In un libro l’intervista del direttore de Il Giorno Giancarlo Mazzuca all’imprenditore

A sinistra il direttore de Il Giorno Giancarlo Mazzuca, a destra Ernesto Preatoni

Milano, 11 ottobre 2014 - Perché da sette anni l’economia dell’Italia va a fondo? Perché alcuni Paesi dell’Unione Europea crescono, mentre altri sono sull’orlo del fallimento? E ancora: perché francesi e inglesi sono arrivati al punto di immaginare un referendum per liberarsi di quest’Europa? Sono le domande che i politici sono stati costretti a porsi dopo i risultati delle elezioni europee. Quesiti che sono alla base anche del libro «La vita oltre l’euro», in libreria dal 15 ottobre, frutto di una lunga e approfondita conversazione fra l’imprenditore Ernesto Preatoni e Giancarlo Mazzuca, direttore del «Giorno». Il libro verrà presentato martedì a Milano (a Palazzo Cusani, via Brera 15, ore 18.30). Insieme ai due autori, l’economista Paolo Savona, che ha firmato la prefazione. Di seguito, per gentile concessione dell’editore Rubbettino, un’anticipazione del volume.

Mazzuca: Nonostante la gente abbia ormai preso coscienza dei limiti dell’euro, perché i politici e i burocrati continuano, invece, a tacciare di antieuropeismo quanti mettono apertamente in rilievo i limiti della moneta unica? 

Preatoni: «Perché quegli stessi che volevano l’Europa unita sono stati gli sponsor dell’euro. Si è arrivati a un’identificazione tra l’Unione e la moneta che è paradossale, oltre che sbagliata. L’Unione, come area comune di scambi, aveva ben funzionato e aveva garantito la pace. Esistono studi approfonditi che dimostrano inequivocabilmente che l’aumentare degli scambi commerciali tra i Paesi è determinante ai fini della conservazione della pace. Sono anche convinto che la lunga pace sia stata determinata prevalentemente dall’equilibrio degli armamenti tra Stati Uniti e Unione Sovietica».

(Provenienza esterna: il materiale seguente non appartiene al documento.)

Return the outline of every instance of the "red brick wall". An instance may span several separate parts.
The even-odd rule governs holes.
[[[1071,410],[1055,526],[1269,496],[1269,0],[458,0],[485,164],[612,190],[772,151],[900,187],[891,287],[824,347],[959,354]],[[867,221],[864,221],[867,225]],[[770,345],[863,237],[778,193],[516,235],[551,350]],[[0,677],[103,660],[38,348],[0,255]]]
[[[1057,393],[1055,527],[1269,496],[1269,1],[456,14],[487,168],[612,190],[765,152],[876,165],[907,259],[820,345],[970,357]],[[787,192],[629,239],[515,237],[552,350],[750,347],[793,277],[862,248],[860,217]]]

In che modo dovrebbe cambiare anche il progetto comune europeo in modo da tornare a funzionare?

«Intanto, dovrebbero iniziare a smetterla di calare direttive dall’alto, proprio come hanno fatto con l’euro, piovuto direttamente da Bruxelles».

La macchina burocratica europea, peraltro, è un “mostro divora-denaro” che nessuno, fino a oggi, ha mai osato mettere in discussione, almeno in Italia. Per quale motivo?

«Ma è chiarissimo: c’è stato un momento in cui la parte sana del Paese, quella produttiva, quella che pagava le tasse e non si fidava di Roma, sperava di delegare alla Ue la gestione dell’economia. Pia illusione; è accaduto l’esatto opposto: una balcanizzazione dell’Europa. A Bruxelles ognuno pensa al proprio orticello e porta a casa quello che può».

Resta il fatto che, nella precedente tornata elettorale continentale, il fronte antieuro rappresentava uno sparuto gruppo di politici mal organizzati, mentre oggi si tratta di un movimento trasversale.

«Anche su questo punto ci sarebbe molto da discutere perché ci sono movimenti politici «vecchi» che hanno cavalcato il malcontento non tanto perché credono in maniera convinta e ragionata al ritorno alla lira, ma solo per una questione di marketing politico. Pensi, ad esempio, alla Lega, che ha vissuto una fase di grave crisi e che, grazie alle critiche all’euro, ha ottenuto un certo rilancio».

Che ruolo hanno avuto le banche in questo pasticcio della moneta unica?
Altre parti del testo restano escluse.